Young children love places to call their own. Places to hide from the prying eyes of adults. Places to create their own world. Places to retreat to. Places to hang with a few good mates. Places to pause and be still.
A cubby doesn't need to be elaborate or an expensive store bought concern. In fact, it is often better if it isn't. Give children the bare bones and let their imagination and creativity do the rest.
Last week's cubby began as nothing more than a pile of loose materials: tyres, bamboo poles, branches, wooden pallets and tree cookies.

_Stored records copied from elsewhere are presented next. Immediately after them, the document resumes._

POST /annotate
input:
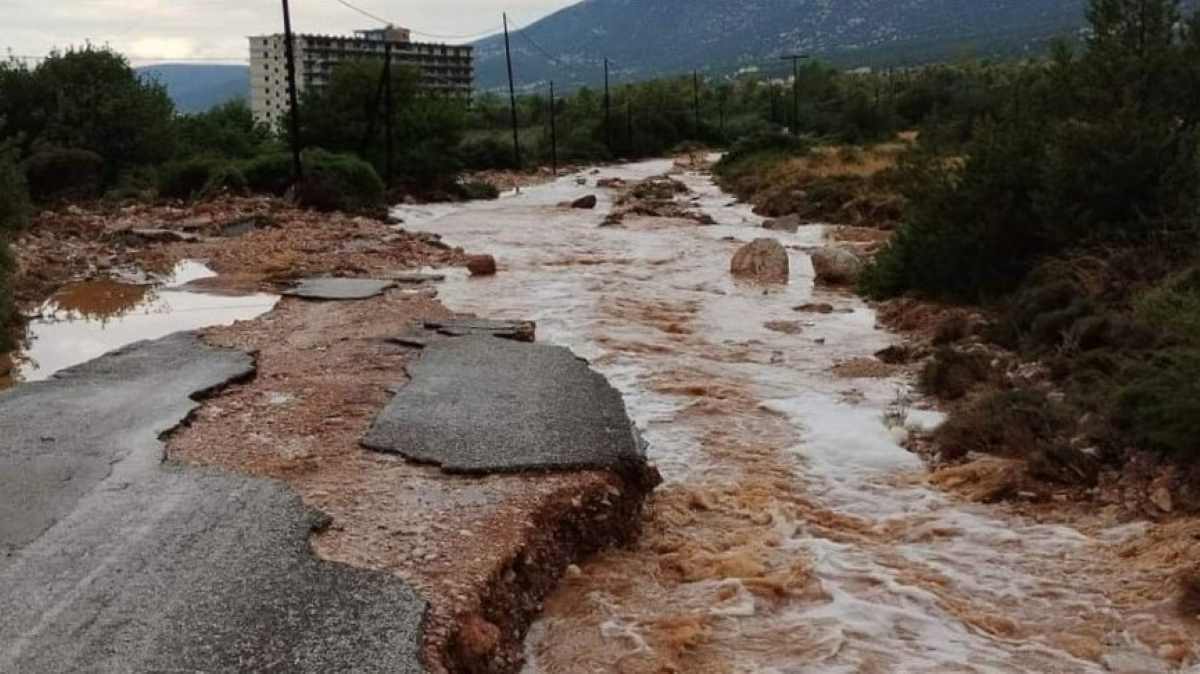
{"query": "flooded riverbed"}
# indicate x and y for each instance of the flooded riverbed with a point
(793, 534)
(90, 318)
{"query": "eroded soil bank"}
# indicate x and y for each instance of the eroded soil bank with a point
(795, 531)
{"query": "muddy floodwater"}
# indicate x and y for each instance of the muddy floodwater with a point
(90, 318)
(793, 534)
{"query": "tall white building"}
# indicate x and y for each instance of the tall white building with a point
(447, 68)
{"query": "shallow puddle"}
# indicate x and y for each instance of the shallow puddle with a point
(87, 319)
(793, 533)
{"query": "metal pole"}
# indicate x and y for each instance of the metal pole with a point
(607, 108)
(388, 107)
(294, 116)
(796, 88)
(629, 124)
(513, 95)
(553, 130)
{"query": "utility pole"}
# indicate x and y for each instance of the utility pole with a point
(388, 107)
(723, 118)
(513, 95)
(629, 124)
(607, 108)
(294, 116)
(553, 130)
(796, 89)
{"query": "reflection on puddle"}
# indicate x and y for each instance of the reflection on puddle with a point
(84, 320)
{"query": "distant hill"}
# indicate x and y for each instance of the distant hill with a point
(197, 88)
(654, 37)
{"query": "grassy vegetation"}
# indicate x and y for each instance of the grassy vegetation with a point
(13, 216)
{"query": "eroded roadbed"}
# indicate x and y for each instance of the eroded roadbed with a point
(483, 404)
(115, 561)
(484, 551)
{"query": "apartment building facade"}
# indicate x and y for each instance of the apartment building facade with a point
(444, 68)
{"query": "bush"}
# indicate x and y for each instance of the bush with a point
(13, 215)
(1161, 405)
(64, 175)
(268, 174)
(339, 182)
(761, 149)
(951, 373)
(487, 152)
(13, 193)
(1013, 423)
(198, 178)
(479, 190)
(1174, 307)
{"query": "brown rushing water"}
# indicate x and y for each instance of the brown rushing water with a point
(793, 533)
(87, 319)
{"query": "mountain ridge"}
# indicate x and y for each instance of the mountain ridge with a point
(654, 37)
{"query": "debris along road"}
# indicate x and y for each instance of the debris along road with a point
(113, 560)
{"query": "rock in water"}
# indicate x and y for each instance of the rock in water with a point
(481, 265)
(837, 266)
(786, 223)
(762, 259)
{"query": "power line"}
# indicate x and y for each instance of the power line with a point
(385, 22)
(364, 12)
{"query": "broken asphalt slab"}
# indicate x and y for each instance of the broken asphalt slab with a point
(478, 404)
(339, 289)
(517, 330)
(113, 561)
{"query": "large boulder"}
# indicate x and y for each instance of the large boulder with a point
(481, 265)
(787, 223)
(837, 266)
(762, 259)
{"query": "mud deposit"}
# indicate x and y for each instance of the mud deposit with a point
(483, 551)
(795, 534)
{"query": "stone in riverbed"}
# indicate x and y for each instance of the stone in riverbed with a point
(762, 259)
(837, 266)
(339, 289)
(586, 203)
(516, 330)
(481, 265)
(478, 404)
(786, 223)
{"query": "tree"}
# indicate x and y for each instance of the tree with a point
(91, 100)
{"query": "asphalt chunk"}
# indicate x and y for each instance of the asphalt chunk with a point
(519, 330)
(114, 561)
(339, 289)
(477, 404)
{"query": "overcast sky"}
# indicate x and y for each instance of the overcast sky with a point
(207, 29)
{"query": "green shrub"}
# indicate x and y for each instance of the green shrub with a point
(13, 193)
(970, 230)
(1161, 405)
(64, 175)
(268, 174)
(137, 184)
(479, 190)
(192, 179)
(762, 149)
(487, 152)
(339, 182)
(951, 373)
(1013, 423)
(1174, 307)
(13, 215)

We dug 2 branches and 2 bamboo poles into the ground, tied the tops together to make a make-shift teepee. And then stepped back. Minutes later, the girls took up residence and set about renovating, expanding and making it their own.

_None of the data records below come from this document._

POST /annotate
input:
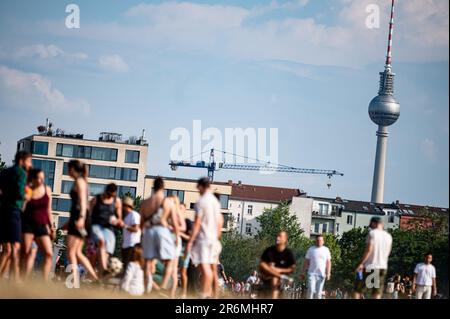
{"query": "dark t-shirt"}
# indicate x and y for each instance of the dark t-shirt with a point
(283, 259)
(189, 224)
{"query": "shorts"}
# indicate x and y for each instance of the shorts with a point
(184, 262)
(158, 243)
(73, 230)
(31, 227)
(106, 235)
(371, 282)
(204, 252)
(11, 226)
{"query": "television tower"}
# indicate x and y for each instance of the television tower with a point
(384, 111)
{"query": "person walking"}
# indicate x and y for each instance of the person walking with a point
(276, 263)
(204, 244)
(372, 269)
(13, 182)
(131, 230)
(37, 224)
(133, 279)
(106, 212)
(424, 281)
(76, 232)
(317, 267)
(158, 242)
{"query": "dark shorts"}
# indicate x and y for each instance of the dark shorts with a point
(375, 282)
(11, 226)
(31, 227)
(73, 230)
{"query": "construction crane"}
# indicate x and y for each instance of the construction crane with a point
(267, 167)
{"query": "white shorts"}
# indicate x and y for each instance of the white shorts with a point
(204, 252)
(158, 243)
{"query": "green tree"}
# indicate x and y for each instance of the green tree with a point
(280, 218)
(240, 255)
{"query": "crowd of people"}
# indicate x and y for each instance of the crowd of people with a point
(161, 246)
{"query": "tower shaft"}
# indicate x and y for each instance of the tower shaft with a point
(380, 164)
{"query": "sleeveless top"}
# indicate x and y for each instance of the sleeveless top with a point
(36, 210)
(102, 213)
(75, 208)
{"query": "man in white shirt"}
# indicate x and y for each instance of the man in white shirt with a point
(131, 230)
(318, 267)
(372, 269)
(204, 244)
(424, 282)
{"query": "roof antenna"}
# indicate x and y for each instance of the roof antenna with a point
(391, 33)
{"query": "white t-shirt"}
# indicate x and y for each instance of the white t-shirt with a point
(133, 280)
(381, 242)
(425, 274)
(208, 210)
(318, 257)
(130, 239)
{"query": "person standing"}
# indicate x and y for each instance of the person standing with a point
(204, 244)
(13, 188)
(424, 281)
(276, 263)
(76, 231)
(133, 279)
(372, 269)
(158, 242)
(317, 266)
(131, 230)
(37, 223)
(106, 212)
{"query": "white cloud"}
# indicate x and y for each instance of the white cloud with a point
(31, 91)
(429, 149)
(250, 33)
(43, 51)
(113, 63)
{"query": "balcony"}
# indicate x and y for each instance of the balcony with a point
(331, 215)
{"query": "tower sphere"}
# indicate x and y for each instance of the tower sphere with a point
(384, 110)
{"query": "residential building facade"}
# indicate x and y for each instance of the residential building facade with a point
(109, 160)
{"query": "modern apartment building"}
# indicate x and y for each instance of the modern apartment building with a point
(109, 160)
(186, 190)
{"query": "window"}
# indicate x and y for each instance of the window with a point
(179, 194)
(109, 172)
(40, 148)
(224, 201)
(61, 204)
(323, 209)
(49, 170)
(248, 229)
(66, 187)
(88, 152)
(349, 220)
(127, 190)
(132, 157)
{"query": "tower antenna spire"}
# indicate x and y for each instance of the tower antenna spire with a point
(391, 33)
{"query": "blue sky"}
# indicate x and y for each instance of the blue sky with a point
(308, 68)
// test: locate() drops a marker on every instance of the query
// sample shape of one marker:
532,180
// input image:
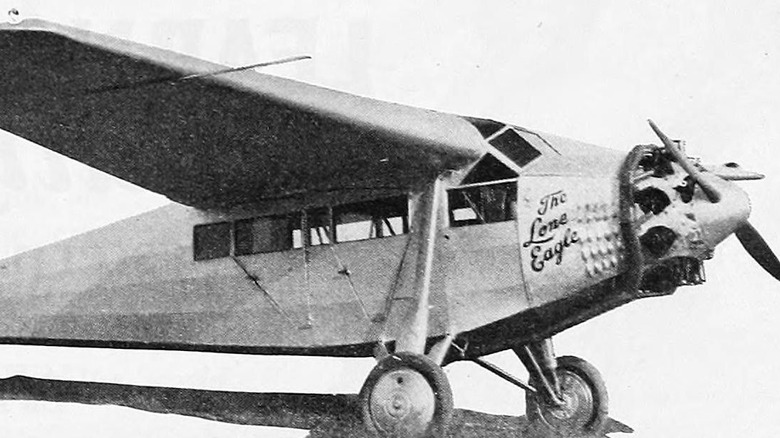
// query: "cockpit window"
515,147
483,204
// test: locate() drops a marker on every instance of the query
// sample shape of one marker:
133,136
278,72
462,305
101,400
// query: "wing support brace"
414,324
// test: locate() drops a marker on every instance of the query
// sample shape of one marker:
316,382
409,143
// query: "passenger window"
483,204
318,224
263,234
372,219
211,241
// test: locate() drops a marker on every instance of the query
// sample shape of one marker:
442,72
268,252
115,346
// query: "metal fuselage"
566,245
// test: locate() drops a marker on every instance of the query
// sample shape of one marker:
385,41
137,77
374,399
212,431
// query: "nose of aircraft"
726,212
718,220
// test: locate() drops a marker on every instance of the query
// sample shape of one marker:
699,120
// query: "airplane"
306,221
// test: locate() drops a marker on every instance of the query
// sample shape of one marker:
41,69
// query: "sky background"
703,362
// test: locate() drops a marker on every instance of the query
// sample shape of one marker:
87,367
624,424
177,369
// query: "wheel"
585,401
406,396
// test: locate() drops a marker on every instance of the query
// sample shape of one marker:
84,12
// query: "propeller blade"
757,247
712,193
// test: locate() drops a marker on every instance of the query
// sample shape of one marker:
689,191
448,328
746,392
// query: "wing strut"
253,278
414,324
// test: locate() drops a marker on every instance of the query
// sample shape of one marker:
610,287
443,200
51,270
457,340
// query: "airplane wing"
214,141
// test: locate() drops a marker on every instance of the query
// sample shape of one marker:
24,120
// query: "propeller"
709,190
748,236
757,247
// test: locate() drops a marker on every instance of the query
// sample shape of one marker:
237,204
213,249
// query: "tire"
406,396
587,402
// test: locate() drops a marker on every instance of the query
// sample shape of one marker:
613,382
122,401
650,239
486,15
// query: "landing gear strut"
570,399
406,395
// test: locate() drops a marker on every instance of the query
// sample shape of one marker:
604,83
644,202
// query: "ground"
324,415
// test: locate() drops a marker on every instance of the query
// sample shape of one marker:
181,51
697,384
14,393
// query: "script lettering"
549,235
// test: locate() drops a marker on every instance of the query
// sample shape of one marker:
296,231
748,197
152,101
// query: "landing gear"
583,411
406,396
570,398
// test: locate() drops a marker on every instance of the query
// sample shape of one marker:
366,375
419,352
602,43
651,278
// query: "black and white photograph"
389,219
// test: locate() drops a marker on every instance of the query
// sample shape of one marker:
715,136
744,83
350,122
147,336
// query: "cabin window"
515,147
263,234
483,204
318,223
371,219
211,241
323,226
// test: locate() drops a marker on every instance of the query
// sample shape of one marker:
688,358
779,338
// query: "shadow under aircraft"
324,415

Fake flowers, willow branches and a tablecloth became the walls:
A mat for the floor, and a door mat (no dirty feet allowed in this cubby please):
With plates for lunch all set out, the teepee became the kitchen:
Chairs on the wooden pallet became the verandah:
When it was bedtime, they needed a place to rest their weary heads. They asked me for a mattress (we used a blue mat) while they ran off to fetch the pillows and blankets from inside:
Kitchen - tick. Verandah - tick. Bedroom - tick. All that was needed was a living room, and the tractor tyre did the job nicely.
Of course, girls don't like to be confined to the house all day long so a car was needed to take them to wherever their imaginations led them:
The wondrous thing about this experience is that a pile of old junk can become a place of beauty in their eyes.
The outdoors - with the addition of lots of loose materials and the freedom and time to use them in their play - enhances the children's creative and imaginative play. Resist the urge to step in - unless invited - and you will be amazed where the play takes them. I promise.